Irmãos: Contra toda a esperança, Abraão acreditou que havia de tornar-se pai de muitas nações, como tinha sido anunciado: «Assim será a tua descendência». Sem vacilar na fé, não tomou em consideração nem a falta de vigor do seu corpo, pois tinha quase cem anos, nem a falta de vitalidade do seio materno de Sara. Perante a promessa de Deus, não se deixou abalar pela desconfiança, antes se fortaleceu na fé, dando glória a Deus, plenamente convencido de que Deus era capaz de cumprir o que tinha prometido. Por este motivo é que isto «lhe foi atribuído como justiça». Não é só por causa dele que está escrito «Foi-lhe atribuído», mas também por causa de nós, que acreditamos n’Aquele que ressuscitou dos mortos, Jesus, Nosso Senhor, que foi entregue à morte por causa das nossas faltas e ressuscitou para nossa justificação.

O enquadramento do evangelho (Mt 9, 9-13) faz-nos lembrar a primeira leitura no que toca à atitude do povo, que podemos comparar com a dos fariseus. No entanto, Mateus, vai mais longe ao revelar-nos a atitude de Jesus em relação aos pecadores: prefiro a misericórdia ao sacrifício. 

“Naquele tempo, Jesus ia a passar, quando viu um homem chamado Mateus, sentado no posto de cobrança dos impostos, e disse-lhe: «Segue-Me». Ele levantou-se e seguiu Jesus. Um dia em que Jesus estava à mesa em casa de Mateus, muitos publicanos e pecadores vieram sentar-se com Ele e os seus discípulos. Vendo isto, os fariseus diziam aos discípulos: «Por que motivo é que o vosso Mestre come com os publicanos e os pecadores?». Jesus ouviu-os e respondeu: «Não são os que têm saúde que precisam de médico, mas sim os doentes. Ide aprender o que significa: ‘Prefiro a misericórdia ao sacrifício’. Porque Eu não vim chamar os justos, mas os pecadores».”

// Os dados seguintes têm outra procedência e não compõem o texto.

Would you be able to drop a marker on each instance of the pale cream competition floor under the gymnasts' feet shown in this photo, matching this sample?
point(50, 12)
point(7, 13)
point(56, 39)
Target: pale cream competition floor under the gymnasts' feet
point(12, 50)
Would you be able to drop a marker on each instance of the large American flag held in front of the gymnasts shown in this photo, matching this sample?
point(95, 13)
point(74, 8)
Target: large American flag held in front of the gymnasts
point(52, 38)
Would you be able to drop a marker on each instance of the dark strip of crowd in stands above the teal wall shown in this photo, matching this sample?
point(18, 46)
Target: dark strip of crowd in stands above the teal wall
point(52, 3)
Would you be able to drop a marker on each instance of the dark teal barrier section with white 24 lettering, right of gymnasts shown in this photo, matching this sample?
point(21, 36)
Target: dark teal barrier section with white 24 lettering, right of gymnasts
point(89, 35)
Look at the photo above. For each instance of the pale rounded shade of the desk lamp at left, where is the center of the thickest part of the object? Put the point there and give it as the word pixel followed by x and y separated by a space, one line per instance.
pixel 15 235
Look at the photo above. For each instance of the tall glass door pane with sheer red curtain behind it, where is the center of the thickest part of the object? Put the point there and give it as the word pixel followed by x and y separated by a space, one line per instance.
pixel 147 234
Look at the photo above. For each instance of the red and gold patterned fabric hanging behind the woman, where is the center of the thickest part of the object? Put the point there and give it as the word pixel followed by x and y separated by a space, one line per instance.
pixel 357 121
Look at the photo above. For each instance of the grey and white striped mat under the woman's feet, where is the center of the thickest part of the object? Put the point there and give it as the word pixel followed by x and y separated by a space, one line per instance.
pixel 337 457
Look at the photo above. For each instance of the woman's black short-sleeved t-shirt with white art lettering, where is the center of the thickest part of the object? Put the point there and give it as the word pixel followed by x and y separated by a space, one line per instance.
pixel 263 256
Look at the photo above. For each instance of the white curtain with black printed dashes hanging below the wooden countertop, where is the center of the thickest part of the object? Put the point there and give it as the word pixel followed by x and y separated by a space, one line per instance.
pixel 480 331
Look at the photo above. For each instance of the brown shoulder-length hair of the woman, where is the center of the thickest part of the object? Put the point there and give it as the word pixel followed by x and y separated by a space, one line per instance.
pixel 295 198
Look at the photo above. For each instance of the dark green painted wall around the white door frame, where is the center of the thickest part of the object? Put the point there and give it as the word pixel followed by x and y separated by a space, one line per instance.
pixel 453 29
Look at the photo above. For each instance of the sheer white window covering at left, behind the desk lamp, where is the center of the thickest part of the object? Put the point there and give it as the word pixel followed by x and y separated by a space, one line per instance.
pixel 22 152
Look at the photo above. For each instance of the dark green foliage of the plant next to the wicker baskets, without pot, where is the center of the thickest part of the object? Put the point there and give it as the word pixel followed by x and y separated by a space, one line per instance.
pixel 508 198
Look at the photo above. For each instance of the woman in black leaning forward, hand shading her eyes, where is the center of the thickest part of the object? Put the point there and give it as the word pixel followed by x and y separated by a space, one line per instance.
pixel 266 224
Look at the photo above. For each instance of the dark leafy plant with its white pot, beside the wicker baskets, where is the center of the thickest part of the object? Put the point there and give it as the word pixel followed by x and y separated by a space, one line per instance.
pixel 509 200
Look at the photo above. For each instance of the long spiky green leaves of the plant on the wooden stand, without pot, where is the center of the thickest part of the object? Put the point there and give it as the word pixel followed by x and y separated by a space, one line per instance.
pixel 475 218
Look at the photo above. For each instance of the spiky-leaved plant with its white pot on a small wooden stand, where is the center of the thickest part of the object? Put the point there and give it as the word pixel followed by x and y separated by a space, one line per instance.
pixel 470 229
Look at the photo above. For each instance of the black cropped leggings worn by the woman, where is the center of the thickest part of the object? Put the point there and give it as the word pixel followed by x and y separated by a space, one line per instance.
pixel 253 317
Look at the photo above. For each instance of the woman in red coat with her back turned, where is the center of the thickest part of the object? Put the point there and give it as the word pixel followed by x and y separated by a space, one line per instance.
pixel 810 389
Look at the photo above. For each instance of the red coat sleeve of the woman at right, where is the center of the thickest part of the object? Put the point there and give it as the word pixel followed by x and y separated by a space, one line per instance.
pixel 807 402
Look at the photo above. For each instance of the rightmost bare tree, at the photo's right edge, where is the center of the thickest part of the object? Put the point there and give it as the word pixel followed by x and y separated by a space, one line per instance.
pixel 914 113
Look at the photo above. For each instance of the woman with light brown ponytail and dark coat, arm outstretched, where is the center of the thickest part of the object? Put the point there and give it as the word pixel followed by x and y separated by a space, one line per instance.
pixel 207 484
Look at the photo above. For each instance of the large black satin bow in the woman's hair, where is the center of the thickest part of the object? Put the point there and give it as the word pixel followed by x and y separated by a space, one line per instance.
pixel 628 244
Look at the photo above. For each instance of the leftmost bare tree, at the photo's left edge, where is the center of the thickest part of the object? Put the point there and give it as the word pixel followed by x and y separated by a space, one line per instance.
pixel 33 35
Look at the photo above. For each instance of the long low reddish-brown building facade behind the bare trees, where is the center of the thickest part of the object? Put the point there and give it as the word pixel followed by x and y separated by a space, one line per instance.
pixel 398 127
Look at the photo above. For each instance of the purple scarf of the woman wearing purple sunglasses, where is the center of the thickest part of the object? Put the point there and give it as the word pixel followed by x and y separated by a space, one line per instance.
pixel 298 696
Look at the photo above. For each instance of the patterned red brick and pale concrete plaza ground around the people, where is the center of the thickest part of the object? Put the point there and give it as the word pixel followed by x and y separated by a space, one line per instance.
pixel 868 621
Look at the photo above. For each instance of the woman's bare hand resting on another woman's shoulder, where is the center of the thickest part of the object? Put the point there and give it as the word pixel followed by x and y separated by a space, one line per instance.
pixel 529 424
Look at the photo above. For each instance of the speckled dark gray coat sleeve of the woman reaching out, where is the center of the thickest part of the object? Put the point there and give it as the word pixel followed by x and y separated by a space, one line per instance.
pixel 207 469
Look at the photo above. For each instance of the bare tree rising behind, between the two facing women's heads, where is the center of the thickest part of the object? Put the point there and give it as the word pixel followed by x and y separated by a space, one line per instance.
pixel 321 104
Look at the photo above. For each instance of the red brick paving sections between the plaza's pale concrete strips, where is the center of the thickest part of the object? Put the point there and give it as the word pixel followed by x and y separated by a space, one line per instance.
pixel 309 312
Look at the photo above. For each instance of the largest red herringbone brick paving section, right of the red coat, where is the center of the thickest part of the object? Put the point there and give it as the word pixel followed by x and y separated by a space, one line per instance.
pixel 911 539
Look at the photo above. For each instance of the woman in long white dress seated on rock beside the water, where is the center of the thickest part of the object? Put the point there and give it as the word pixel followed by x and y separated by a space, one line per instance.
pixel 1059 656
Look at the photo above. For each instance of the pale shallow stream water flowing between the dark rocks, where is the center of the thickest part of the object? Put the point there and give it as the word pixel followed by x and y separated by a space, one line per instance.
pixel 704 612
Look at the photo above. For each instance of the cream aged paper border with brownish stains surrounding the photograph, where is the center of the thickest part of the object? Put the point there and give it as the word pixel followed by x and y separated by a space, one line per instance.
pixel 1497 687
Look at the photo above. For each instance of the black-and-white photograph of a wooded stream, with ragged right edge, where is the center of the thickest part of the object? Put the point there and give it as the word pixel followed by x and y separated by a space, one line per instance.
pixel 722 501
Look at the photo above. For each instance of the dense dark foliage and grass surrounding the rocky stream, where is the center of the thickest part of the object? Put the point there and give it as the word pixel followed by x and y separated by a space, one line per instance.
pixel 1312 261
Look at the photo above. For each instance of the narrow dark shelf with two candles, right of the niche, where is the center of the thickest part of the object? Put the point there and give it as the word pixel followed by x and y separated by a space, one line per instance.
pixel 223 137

Senhor concede-me o dom da conversão.


Queridos irmãos e irmãs!

No centro da liturgia da palavra deste domingo está uma expressão do profeta Oseias que Jesus retoma no Evangelho: "Porque Eu quero a misericórdia e não os sacrifícios, o conhecimento de Deus mais que os holocaustos" (Os 6, 6). Trata-se de uma palavra-chave, uma daquelas que se introduzem no coração da Sagrada Escritura. O contexto, no qual Jesus a utiliza, é a vocação de Mateus, cuja profissão é "publicano", ou seja cobrador de impostos da parte das autoridades imperiais romanas: por isso mesmo, ele era considerado pelos judeus um pecador público. Chamando-o precisamente quando estava sentado no banco dos impostos, esta cena foi bem ilustrada através de um celebérrimo quadro de Caravaggio, Jesus apresentou-se na sua casa com os discípulos e pôs-se à mesa com outros publicanos. Aos fariseus escandalizados responde: "Não são os que têm saúde que precisam de médico, mas sim os doentes. (...) Porque não vim chamar os justos, mas os pecadores" (Mt 9, 12-13). O evangelista Mateus, sempre atento ao elo entre o Antigo e o Novo Testamento, a este ponto põe na boca de Jesus a profecia de Oseias: "Ide aprender o que significa: "Prefiro a misericórdia ao sacrifício"".

É tão grande a importância desta expressão do profeta que o Senhor a cita novamente noutro contexto, a propósito da observância do sábado (cf. Mt 12, 1-8). Ainda neste caso Ele assume a responsabilidade da interpretação do mandamento, revelando-se como "Senhor" das mesmas instituições legais. Dirigindo-se aos fariseus, acrescenta: "E, se compreendêsseis o que significa: "Prefiro a misericórdia ao sacrifício", não teríeis condenado os que não têm culpa" (Mt 12, 7). Então, neste oráculo de Oseias, Jesus, Verbo feito homem, por assim dizer, reencontrou-se plenamente; fê-lo com todo o seu coração e realizou-o com o seu comportamento, mesmo à custa de ferir a suscetibilidade dos chefes do seu povo. Esta palavra de Deus chegou-nos, através dos Evangelhos, como uma das sínteses de toda a mensagem cristã: a verdadeira religião consiste no amor a Deus e ao próximo. Isto é o que dá valor ao culto e à prática dos preceitos.

Agora, dirigindo-nos à Virgem Maria, peçamos a sua intercessão para viver sempre na alegria da experiência cristã. Mãe Misericordiosa, Nossa Senhora suscite em nós sentimentos de abandono filial em Deus, que é misericórdia infinita; nos ajude a fazer nossa a oração que Santo Agostinho enuncia numa conhecida passagem das suas Confissões: "Tem piedade de mim, Senhor! Aqui estão, não escondo as minhas feridas: tu és o médico, eu o doente; tu és o misericordioso, eu o miserável... Cada esperança minha se coloca na tua grande misericórdia" (X, 28.29; 39.40).